VRFocus will have more on ONCE in the near future, including an interview with Lajeunesse and Raphael, but the short film that currently showcases the technology is said to be nearly flawless in its stitching (sticking images taken from multiple cameras together) and its immersion. Titled Strangers – A Moment with Patrick Watson, the short piece places viewers in an intimate setting with Watson, who plays the piano while you’re free to gaze about your surroundings, taking in every detail of the scene as you’re immersed further and further into the experience.

Panocam3d_1

But there are still issues that flimmakers will have to consider before VR truly makes an impact on the medium. Simulator sickness has been an issue that the Oculus Rift has strived to overcome in videogames. It’s something Oculus VR hopes to abolish with the release of the second developer kit (DK2) this July, which crucially includes positional tracking to register the user’s head movements in pretty much any direction. In a virtual space, this is easy to recreate in the experience. In a live-action piece it might prove to be more of an issue. The cameras that currently shoot 360 film are static; there isn’t, to the best of our knowledge, a rig that compensates for the viewer moving his head up, down, forwards, backwards, left or right.
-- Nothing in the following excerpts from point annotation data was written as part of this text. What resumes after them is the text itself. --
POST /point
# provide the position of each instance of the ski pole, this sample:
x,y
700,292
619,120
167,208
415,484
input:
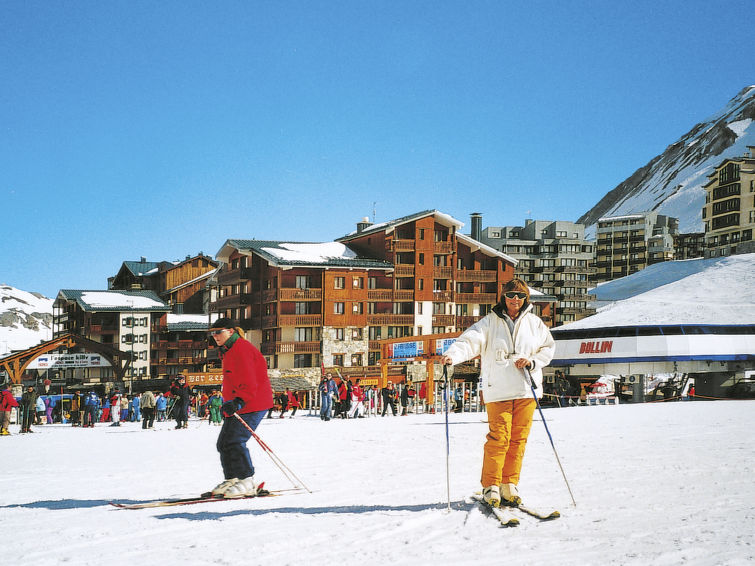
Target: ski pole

Solutions to such an issue are yet to be presented, mainly because the technology’s integration with film is still so young. But perhaps it would be possible to create a new kind of rig that spreads its lenses out in new heights and angles, if not a rig that could perhaps move itself to compensate for some head movement, however slight. Without a proper fix, it could well be jarring to watch VR footage and have to keep your head still, especially when transitioning from videogames in which you’re used to having those freedoms.

The issue of length also arises. The ONCE piece is only a short film; do users really want to strap on a headset to sit through a 2 hour long experience? That would surely cause some eye strain and major headaches. TV will likely find itself able to adapt to this issue but film is another matter. And, of course, there’s a social element to films that simply can’t exist when viewing them with a headset. Heading to the cinema to watch a release on the same screen as everyone else isn’t an experience many will want to trade for isolated headset-viewing any time soon. Even then, is there space for VR viewing anywhere outside of the home?

Many of these questions don’t have answers yet. But it’s important to remember that, as young as VR videogames are, 3D 360 Degree films and TV using VR headsets are younger still. We don’t doubt that someone has the solutions to these issues, be it the team behind ONCE or another outlet. It’s an exciting time for the industry, a time of growth and creativity. Let’s hope VR can do for films what it’s already doing for videogames.

‘VR vs’ is VRFocus’ weekly feature that takes an issue currently challenging the VR industry and discusses how to fix it. Looking at everything from the videogames in development to the strength of the technology, we highlight the problems and try to come up with the best solutions.